Ces propositions conduiront-elles à la suppression de la souveraineté fiscale des États membres?

Au fil des années, la souveraineté a été utilisée pour justifier la protection des intérêts nationaux particuliers au détriment du marché unique. Elle permet aux États membres de développer leurs modèles d'entreprise autour de la notion de système fiscal, conçu pour attirer certaines activités ou certains consommateurs. Pour préserver un avantage concurrentiel dans des domaines spécifiques, la réalisation de progrès est parfois entravée sur des dossiers fiscaux défendant les intérêts plus larges de l'UE. Ainsi, il a fallu plus de 14 ans pour que la directive sur la fiscalité de l'épargne soit adoptée. Une modification destinée à rendre cette directive plus efficace pour lutter contre l'évasion fiscale a été bloquée pendant 6 ans supplémentaires. Il est légitime de s'interroger sur ce qu'il reste de souveraineté lorsqu'un seul État membre peut bloquer des initiatives que 27 autres États membres appellent de leurs vœux.

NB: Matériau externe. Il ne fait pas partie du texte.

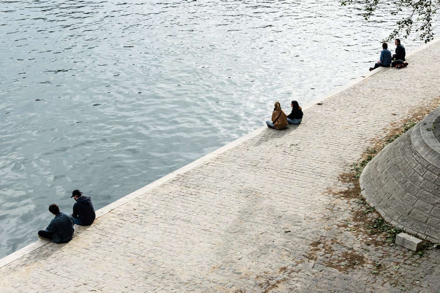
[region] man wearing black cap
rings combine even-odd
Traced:
[[[95,221],[96,215],[90,198],[82,195],[82,192],[78,189],[72,192],[70,198],[72,197],[77,201],[73,205],[73,212],[72,213],[75,224],[81,226],[91,224]]]

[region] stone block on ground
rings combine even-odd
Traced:
[[[413,251],[419,250],[423,247],[422,241],[403,232],[396,236],[396,244]]]

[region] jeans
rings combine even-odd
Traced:
[[[293,119],[290,119],[287,118],[287,122],[290,124],[299,124],[301,123],[301,121],[302,120],[302,118],[301,119],[295,119],[293,118]]]
[[[75,224],[77,225],[79,225],[80,226],[84,226],[82,223],[81,223],[81,221],[80,221],[79,217],[73,218],[73,221],[75,222]]]

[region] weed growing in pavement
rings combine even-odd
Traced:
[[[388,243],[390,246],[394,245],[396,235],[404,232],[404,230],[399,227],[394,227],[387,223],[383,218],[376,219],[373,221],[372,224],[368,225],[368,228],[370,229],[370,232],[372,234],[380,234],[382,232],[386,233],[385,242]]]

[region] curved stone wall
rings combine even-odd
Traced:
[[[368,163],[361,175],[362,195],[387,221],[440,242],[440,142],[433,125],[440,107]]]

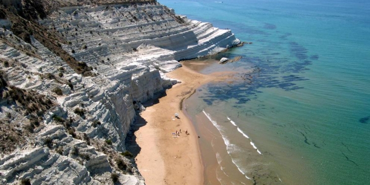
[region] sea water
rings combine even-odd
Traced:
[[[370,184],[370,1],[159,2],[253,42],[185,103],[206,184]]]

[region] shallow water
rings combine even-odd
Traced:
[[[206,184],[369,183],[370,2],[159,2],[253,43],[216,57],[240,61],[201,71],[236,70],[235,79],[185,102],[205,136]]]

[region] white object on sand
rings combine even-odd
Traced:
[[[220,64],[224,63],[227,62],[228,60],[229,60],[229,59],[228,59],[228,58],[227,58],[226,57],[222,57],[221,59],[221,60],[220,60]]]

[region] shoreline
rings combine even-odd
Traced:
[[[147,110],[135,123],[139,127],[133,133],[139,148],[136,163],[147,185],[204,184],[198,134],[185,110],[182,110],[182,104],[197,88],[228,77],[229,73],[203,74],[191,70],[189,65],[166,74],[182,83],[166,90],[163,96],[144,104]],[[175,117],[175,113],[180,118]],[[180,129],[180,137],[173,134]],[[186,130],[189,135],[185,134]]]

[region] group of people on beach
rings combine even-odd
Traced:
[[[175,135],[176,135],[176,136],[180,136],[180,133],[182,133],[181,132],[181,129],[180,129],[180,131],[179,131],[179,132],[178,132],[178,131],[177,131],[177,130],[176,130],[176,132],[175,133]],[[185,134],[186,134],[186,135],[189,135],[189,134],[189,134],[189,133],[188,133],[188,132],[187,132],[187,129],[186,129],[186,131],[185,131]]]

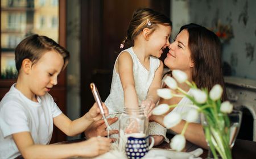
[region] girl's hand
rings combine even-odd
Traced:
[[[79,143],[80,156],[94,157],[109,151],[111,139],[103,137],[94,137]]]
[[[144,114],[145,116],[149,118],[152,115],[152,111],[155,104],[151,98],[147,98],[141,102],[141,106],[144,107]]]
[[[103,110],[106,116],[109,115],[109,110],[105,105],[104,103],[102,103]],[[89,112],[85,114],[87,119],[89,120],[97,121],[102,118],[101,114],[100,107],[96,103],[94,103],[92,108],[89,110]]]

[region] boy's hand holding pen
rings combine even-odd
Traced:
[[[106,116],[108,116],[109,115],[108,108],[104,103],[102,103],[101,105],[102,106],[102,110],[104,112],[104,114]],[[94,103],[89,112],[86,113],[86,117],[88,120],[91,121],[97,121],[102,118],[101,111],[97,103]]]

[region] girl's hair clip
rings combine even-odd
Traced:
[[[148,26],[150,26],[151,25],[151,23],[150,22],[150,21],[148,19],[147,19],[147,25]]]
[[[125,47],[125,45],[123,45],[123,44],[120,44],[120,48],[121,48],[121,49],[123,48],[124,47]]]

Un passage à la majorité qualifiée ne modifierait ni les compétences de l'Union ni celles des États membres en matière de fiscalité. Il fournirait seulement un moyen d'exercer une souveraineté partagée au niveau de l'UE, donnant ainsi aux États membres la force nécessaire pour relever des défis communs, protéger leurs recettes, poursuivre des politiques fiscales propices à la croissance et lutter contre les menaces extérieures pesant sur leurs bases d'imposition.

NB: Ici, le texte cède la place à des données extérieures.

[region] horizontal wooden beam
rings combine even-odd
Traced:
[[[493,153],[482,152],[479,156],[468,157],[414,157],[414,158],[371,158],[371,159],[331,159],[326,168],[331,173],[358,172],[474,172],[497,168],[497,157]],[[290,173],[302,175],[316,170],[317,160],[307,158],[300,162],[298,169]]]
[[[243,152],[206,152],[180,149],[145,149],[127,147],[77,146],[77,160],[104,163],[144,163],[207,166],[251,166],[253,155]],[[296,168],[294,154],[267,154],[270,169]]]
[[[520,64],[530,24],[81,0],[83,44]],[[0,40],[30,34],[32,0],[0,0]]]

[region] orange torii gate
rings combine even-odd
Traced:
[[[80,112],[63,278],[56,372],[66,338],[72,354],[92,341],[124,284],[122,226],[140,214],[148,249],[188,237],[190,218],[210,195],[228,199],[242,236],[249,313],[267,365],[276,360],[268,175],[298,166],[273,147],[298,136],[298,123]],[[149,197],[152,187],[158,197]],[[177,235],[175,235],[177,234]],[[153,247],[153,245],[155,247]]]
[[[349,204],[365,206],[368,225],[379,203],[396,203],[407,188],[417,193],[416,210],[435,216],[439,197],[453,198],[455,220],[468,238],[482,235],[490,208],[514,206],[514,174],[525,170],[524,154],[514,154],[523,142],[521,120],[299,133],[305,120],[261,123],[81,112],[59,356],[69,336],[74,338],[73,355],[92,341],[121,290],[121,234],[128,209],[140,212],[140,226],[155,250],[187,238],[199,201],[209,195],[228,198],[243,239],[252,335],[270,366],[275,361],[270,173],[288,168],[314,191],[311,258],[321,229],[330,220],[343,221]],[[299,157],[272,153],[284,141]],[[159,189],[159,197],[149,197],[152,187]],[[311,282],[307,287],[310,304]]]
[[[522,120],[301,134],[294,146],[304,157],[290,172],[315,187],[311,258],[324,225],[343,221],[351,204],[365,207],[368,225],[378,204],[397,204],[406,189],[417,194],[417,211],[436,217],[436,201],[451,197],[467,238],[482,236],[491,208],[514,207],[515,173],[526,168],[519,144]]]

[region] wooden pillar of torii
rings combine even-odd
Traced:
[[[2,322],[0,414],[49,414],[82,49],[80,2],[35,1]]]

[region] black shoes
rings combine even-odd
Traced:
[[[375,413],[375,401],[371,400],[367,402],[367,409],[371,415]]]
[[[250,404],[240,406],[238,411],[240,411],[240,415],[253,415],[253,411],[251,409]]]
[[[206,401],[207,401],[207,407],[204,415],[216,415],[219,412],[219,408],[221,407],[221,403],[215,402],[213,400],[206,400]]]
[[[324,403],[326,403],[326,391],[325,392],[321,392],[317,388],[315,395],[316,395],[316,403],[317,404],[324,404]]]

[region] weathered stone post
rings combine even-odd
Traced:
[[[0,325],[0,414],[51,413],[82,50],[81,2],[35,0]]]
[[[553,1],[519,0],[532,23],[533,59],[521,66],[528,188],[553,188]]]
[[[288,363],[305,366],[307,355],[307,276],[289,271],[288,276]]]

Le passage au vote à la majorité qualifiée constituerait en tout état de cause une décision démocratique placée sous le contrôle intégral des États membres. Ce sont eux, en effet, qui avaient décidé à l'unanimité d'inclure la clause passerelle dans le traité de Lisbonne. Une autre décision unanime du Conseil européen serait nécessaire pour faire usage de la clause passerelle. En outre, tout parlement national peut s'opposer à ce changement et le Parlement européen devra le valider.

Quel est le fondement juridique du passage à la majorité qualifiée?

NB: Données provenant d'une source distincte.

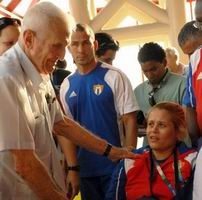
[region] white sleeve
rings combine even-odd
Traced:
[[[24,88],[10,77],[0,78],[0,151],[34,149],[31,124],[35,118],[26,104]]]
[[[105,81],[113,91],[116,109],[120,115],[139,110],[131,83],[123,72],[110,69]]]
[[[196,169],[194,173],[193,200],[202,199],[202,148],[199,151],[196,160]]]
[[[61,87],[60,87],[60,101],[62,103],[64,110],[65,110],[65,114],[68,117],[70,117],[71,119],[73,119],[73,116],[69,110],[69,106],[65,100],[65,95],[68,92],[68,90],[69,90],[69,80],[68,80],[68,78],[65,78],[61,84]]]

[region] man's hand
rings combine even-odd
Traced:
[[[77,171],[70,170],[67,174],[67,196],[70,200],[73,200],[76,195],[79,193],[80,189],[80,178]]]
[[[130,159],[135,159],[137,158],[137,155],[128,151],[125,148],[118,148],[118,147],[112,147],[108,158],[112,161],[117,161],[117,160],[121,160],[123,158],[130,158]]]

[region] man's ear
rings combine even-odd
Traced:
[[[35,33],[32,30],[28,29],[24,31],[23,40],[24,40],[25,47],[27,49],[31,49],[33,47],[34,36],[35,36]]]
[[[166,60],[166,58],[163,59],[163,62],[162,62],[162,63],[163,63],[163,66],[166,67],[166,65],[167,65],[167,60]]]
[[[94,44],[95,51],[97,51],[98,50],[98,41],[94,40],[93,44]]]

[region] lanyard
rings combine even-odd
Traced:
[[[156,162],[155,162],[155,165],[156,165],[156,169],[159,173],[159,175],[161,176],[161,178],[163,179],[163,182],[168,186],[168,189],[170,190],[170,192],[172,192],[173,196],[176,196],[176,191],[175,189],[173,188],[173,186],[171,185],[171,183],[168,181],[168,179],[166,178],[165,174],[163,173],[163,170],[161,169],[160,165]]]
[[[151,194],[152,194],[152,181],[153,181],[153,176],[154,176],[154,168],[153,168],[153,164],[155,164],[156,169],[159,173],[159,175],[161,176],[162,180],[164,181],[164,183],[167,185],[168,189],[170,190],[170,192],[173,194],[173,196],[176,196],[178,191],[179,191],[179,186],[180,184],[183,185],[184,184],[184,180],[180,171],[180,167],[178,166],[178,159],[177,159],[177,152],[176,149],[173,152],[173,157],[174,157],[174,175],[175,175],[175,187],[173,188],[173,186],[171,185],[171,183],[168,181],[168,179],[166,178],[163,170],[161,169],[161,166],[159,165],[159,163],[156,161],[154,155],[152,154],[152,151],[150,151],[150,161],[151,161],[151,173],[150,173],[150,190],[151,190]],[[153,163],[153,164],[152,164]]]

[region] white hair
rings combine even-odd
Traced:
[[[36,33],[54,31],[58,26],[66,28],[70,34],[73,18],[50,2],[41,2],[31,7],[22,21],[22,34],[25,30]]]
[[[165,49],[165,52],[171,56],[176,56],[177,57],[177,62],[179,61],[179,52],[176,48],[174,47],[168,47]]]

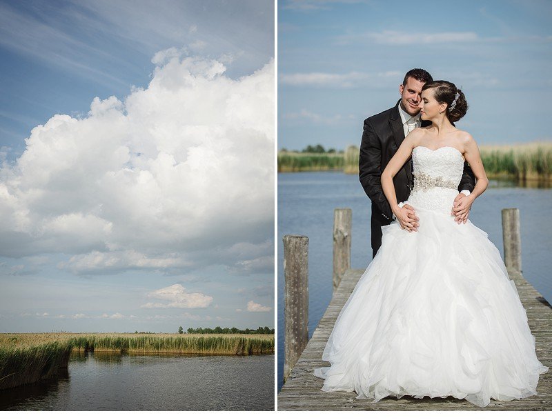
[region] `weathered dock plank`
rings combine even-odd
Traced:
[[[540,377],[538,395],[522,400],[496,401],[482,408],[452,397],[418,399],[389,397],[374,403],[356,399],[354,392],[324,392],[323,381],[313,374],[315,368],[328,366],[322,352],[342,308],[355,288],[364,270],[348,270],[335,290],[317,328],[313,334],[290,376],[278,394],[279,410],[549,410],[552,409],[552,372]],[[537,356],[545,366],[552,366],[552,309],[546,301],[519,272],[510,272],[520,299],[525,308],[529,327],[536,339]]]

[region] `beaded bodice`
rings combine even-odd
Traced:
[[[435,150],[417,146],[412,151],[414,188],[407,203],[450,214],[464,172],[462,153],[451,146]]]

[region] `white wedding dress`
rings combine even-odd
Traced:
[[[338,317],[316,369],[324,391],[357,398],[536,394],[546,372],[496,247],[451,216],[464,159],[453,147],[414,149],[408,200],[417,232],[384,226],[382,247]]]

À l'heure actuelle, les propositions en matière fiscale sont régies par les articles 113 et 115 des traités. Ces deux articles prévoient le vote à l'unanimité pour les questions de fiscalité au sein du Conseil de l'UE et du Conseil européen. Toutefois, les traités contiennent également les dispositions nécessaires pour modifier le processus décisionnel du vote à l'unanimité en vote à la majorité qualifiée au sein du Conseil, grâce aux «clauses passerelles». Ces articles permettent un tel changement dans certaines circonstances.

L'article 48, paragraphe 7, du traité sur l'Union européenne (TUE) autorise les États membres à passer du vote à l'unanimité au vote à la majorité qualifiée ou de la procédure législative spéciale à la procédure législative ordinaire (en associant le Parlement européen au processus décisionnel) dans des domaines requérant habituellement l'unanimité, y compris la fiscalité. Pour pouvoir activer cette clause, le Conseil européen doit adopter une décision à l'unanimité, qui doit recevoir le consentement du Parlement européen et à l'encontre de laquelle les Parlements nationaux ne doivent pas avoir formulé d'objections.

Quelles sont les prochaines étapes?

La Commission demande à présent au Parlement européen, aux États membres et à toutes les parties prenantes de participer de manière constructive au débat sur le vote à la majorité qualifiée dans le domaine de la politique fiscale de l'UE, et de définir en temps utile une approche pragmatique pour sa mise en œuvre. Les dirigeants de l'UE sont invités en particulier à approuver la feuille de route présentée aujourd'hui et à prendre des décisions en temps voulu concernant le recours aux dispositions juridiques pertinentes figurant dans les traités.